La arena cambia todo
El primer reto del balonmano playa para cualquier jugador que llega del balonmano sala es comprender que la arena cambia radicalmente la forma de moverse. Cada zancada cuesta más esfuerzo, las frenadas son más largas, los saltos tienen un despegue más lento y los cambios de dirección requieren mayor anticipación. Adaptarse al movimiento en arena es el primer paso para rendir en este deporte.
La zancada en arena
En arena, la zancada debe ser más amplia que en parqué para evitar que el pie se hunda demasiado con cada paso. El contacto del pie con el suelo debe comenzar por la parte delantera (metatarso) en lugar del talón, lo que permite una mejor propulsión y evita el hundimiento excesivo. En los tramos de carrera rápida, el ritmo es necesariamente más lento que en sala, pero se compensa con la menor presión articular sobre las rodillas y los tobillos.

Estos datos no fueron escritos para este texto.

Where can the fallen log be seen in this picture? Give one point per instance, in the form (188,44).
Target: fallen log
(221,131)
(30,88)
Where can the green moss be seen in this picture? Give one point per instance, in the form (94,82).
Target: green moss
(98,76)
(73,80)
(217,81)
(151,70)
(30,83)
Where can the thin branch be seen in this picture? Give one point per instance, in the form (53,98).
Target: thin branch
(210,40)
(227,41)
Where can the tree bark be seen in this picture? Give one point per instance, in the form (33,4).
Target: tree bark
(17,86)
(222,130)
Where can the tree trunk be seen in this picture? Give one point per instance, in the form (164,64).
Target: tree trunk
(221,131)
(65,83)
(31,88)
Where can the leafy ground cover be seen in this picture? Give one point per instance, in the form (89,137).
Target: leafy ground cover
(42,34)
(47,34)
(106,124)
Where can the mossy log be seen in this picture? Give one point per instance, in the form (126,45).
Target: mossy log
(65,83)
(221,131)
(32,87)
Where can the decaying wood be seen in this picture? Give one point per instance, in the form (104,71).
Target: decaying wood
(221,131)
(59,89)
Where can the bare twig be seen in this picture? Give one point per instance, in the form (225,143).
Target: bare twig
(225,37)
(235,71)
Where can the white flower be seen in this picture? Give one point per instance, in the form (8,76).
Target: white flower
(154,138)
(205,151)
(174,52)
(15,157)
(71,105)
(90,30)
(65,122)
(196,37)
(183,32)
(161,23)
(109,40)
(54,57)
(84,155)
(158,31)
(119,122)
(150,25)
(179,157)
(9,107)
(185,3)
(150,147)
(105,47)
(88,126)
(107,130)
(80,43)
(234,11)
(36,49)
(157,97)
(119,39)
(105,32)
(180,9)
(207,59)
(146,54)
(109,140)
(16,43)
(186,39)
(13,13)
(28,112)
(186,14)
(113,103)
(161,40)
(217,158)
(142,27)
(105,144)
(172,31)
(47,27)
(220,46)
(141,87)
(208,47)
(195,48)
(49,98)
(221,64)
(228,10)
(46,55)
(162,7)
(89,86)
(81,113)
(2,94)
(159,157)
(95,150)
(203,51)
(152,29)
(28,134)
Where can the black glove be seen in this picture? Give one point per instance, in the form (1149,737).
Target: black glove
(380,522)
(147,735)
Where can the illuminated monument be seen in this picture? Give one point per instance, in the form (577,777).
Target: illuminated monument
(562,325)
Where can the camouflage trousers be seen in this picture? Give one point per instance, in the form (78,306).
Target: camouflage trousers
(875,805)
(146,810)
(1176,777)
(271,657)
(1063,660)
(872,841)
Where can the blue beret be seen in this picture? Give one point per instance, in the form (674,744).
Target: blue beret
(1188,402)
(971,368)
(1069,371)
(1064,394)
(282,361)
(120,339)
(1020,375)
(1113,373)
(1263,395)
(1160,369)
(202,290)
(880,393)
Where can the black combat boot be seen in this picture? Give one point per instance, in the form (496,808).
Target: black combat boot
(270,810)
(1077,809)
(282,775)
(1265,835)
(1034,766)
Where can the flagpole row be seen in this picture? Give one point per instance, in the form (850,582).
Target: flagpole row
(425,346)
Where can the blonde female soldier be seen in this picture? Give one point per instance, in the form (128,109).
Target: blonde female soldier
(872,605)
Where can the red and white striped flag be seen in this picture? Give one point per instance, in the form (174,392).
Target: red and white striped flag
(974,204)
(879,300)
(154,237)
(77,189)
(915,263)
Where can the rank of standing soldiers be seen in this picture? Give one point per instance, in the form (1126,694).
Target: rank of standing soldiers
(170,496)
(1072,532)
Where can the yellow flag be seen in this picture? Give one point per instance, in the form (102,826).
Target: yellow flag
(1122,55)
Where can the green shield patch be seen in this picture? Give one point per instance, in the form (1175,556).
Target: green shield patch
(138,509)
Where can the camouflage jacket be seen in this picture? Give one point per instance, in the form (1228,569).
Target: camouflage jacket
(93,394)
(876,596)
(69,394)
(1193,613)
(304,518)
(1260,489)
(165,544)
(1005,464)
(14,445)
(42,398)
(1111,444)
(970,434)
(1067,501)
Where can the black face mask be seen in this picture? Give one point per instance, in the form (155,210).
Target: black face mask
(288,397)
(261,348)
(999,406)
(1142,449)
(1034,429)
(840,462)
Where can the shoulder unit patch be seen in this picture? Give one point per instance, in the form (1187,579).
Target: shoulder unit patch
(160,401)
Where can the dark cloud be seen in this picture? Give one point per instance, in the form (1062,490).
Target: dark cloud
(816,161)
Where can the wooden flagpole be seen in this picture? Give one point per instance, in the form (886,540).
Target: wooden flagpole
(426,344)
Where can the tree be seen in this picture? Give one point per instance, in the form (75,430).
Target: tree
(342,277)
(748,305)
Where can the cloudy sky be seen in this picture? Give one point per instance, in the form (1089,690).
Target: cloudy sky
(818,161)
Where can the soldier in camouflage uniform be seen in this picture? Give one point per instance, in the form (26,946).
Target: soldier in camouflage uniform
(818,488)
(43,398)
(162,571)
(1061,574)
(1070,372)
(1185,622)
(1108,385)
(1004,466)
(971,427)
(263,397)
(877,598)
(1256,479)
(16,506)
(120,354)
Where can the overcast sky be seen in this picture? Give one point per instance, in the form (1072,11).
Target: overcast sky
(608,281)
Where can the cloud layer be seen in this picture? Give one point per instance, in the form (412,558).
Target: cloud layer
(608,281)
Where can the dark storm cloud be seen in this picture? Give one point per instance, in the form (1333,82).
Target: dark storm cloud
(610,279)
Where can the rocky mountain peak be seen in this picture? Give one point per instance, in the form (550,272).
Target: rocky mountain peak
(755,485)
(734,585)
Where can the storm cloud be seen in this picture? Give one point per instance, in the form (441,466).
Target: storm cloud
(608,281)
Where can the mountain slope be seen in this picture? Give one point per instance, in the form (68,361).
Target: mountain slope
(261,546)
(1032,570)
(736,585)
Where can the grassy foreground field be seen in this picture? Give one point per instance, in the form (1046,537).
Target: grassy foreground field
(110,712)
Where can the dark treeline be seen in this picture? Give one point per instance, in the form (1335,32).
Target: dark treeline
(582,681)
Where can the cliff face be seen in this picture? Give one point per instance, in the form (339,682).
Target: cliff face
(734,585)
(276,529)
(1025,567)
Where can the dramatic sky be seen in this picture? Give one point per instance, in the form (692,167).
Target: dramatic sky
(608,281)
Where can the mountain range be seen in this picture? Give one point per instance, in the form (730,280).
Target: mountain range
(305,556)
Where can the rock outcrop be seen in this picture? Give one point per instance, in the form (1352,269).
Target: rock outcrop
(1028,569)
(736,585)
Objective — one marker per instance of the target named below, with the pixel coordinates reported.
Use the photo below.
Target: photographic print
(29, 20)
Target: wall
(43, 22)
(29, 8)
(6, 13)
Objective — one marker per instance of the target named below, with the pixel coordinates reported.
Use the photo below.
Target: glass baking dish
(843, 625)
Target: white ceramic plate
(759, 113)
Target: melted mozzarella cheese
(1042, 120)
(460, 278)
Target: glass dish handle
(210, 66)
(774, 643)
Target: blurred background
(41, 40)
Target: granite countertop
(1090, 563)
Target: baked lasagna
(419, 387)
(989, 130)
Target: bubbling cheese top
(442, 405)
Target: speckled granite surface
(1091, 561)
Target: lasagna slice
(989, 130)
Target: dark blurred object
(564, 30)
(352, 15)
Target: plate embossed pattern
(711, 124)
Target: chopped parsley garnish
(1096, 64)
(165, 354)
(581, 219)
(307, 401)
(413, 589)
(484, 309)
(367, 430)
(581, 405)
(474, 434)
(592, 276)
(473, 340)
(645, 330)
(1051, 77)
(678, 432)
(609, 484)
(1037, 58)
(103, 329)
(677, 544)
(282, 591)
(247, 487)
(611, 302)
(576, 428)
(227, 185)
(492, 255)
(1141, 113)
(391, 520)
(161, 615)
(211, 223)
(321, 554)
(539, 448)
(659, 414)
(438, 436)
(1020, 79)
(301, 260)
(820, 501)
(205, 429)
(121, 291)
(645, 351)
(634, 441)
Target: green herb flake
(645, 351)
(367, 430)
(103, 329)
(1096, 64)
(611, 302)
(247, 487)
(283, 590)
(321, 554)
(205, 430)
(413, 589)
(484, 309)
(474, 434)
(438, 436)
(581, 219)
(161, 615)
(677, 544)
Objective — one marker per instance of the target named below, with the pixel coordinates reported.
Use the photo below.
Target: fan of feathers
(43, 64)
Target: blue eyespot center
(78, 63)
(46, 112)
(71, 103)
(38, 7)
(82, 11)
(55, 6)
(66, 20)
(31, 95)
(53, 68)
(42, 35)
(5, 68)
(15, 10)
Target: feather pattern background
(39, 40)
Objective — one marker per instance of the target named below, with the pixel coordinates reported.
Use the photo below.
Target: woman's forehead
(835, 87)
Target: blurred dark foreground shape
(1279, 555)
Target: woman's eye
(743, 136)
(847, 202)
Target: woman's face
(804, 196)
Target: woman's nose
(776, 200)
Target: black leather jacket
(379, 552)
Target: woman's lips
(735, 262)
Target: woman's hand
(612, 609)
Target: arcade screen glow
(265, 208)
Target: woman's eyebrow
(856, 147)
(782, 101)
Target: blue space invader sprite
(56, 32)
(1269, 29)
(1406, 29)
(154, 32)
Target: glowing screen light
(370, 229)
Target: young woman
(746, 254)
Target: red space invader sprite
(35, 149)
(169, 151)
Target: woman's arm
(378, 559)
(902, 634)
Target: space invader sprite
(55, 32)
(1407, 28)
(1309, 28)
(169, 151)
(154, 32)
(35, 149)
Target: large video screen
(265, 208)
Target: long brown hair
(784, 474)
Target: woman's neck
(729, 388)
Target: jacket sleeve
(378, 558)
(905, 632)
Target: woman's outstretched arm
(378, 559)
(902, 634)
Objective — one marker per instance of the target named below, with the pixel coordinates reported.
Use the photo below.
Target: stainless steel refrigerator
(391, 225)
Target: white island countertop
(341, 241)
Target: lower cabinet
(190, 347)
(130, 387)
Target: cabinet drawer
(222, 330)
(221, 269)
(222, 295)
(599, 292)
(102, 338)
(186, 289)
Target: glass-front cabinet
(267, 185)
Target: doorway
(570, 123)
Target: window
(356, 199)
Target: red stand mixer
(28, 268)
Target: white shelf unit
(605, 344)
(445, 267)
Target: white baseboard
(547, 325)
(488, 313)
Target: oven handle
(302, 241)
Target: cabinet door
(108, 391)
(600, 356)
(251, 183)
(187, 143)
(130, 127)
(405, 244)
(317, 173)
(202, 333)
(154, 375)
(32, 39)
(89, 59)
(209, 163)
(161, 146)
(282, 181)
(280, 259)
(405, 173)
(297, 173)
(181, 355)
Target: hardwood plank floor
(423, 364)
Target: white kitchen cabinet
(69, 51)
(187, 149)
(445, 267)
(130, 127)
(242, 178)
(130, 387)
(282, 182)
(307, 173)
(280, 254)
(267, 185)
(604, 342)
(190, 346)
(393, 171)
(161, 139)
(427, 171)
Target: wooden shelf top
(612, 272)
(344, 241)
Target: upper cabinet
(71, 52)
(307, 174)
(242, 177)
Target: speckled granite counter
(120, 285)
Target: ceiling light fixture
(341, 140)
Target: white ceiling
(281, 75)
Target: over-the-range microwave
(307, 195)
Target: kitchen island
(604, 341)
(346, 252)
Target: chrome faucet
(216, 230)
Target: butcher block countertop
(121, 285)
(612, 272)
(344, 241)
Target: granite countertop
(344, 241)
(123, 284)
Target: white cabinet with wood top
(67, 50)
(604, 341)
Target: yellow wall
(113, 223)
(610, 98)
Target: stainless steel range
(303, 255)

Frenadas y cambios de dirección
Frenar en arena es completamente diferente a frenar en parqué. El pie no se agarra al suelo como en una superficie dura; en cambio, se desliza ligeramente antes de detenerse. Los jugadores de balonmano playa aprenden a anticipar sus frenadas, iniciándolas antes de lo que harían en sala. Para cambiar de dirección, en lugar de frenarse en seco y girar, se usa el impulso del cuerpo y una zancada lateral amplia que redirige el movimiento sin perder velocidad.
Los saltos en arena
Los saltos en arena tienen un despegue más lento porque el suelo cede en el impulso. Para compensarlo, los jugadores deben generar más fuerza en el impulso de piernas y usar el balanceo de brazos para añadir altura. La buena noticia es que el aterrizaje en arena es mucho más suave que en parqué, lo que reduce el impacto articular y permite ejecutar más saltos por sesión sin tanto desgaste físico.
Entrenamiento específico de movimiento en arena
Los jugadores que quieren mejorar su rendimiento en arena deben incluir en sus entrenamientos series de carrera en arena, ejercicios de cambio de dirección sobre arena y saltos específicos en arena. La musculatura de los pies, tobillos y pantorrillas se desarrolla notablemente con la práctica regular en arena, lo que mejora el rendimiento y reduce el riesgo de lesiones por esguince o sobrecarga.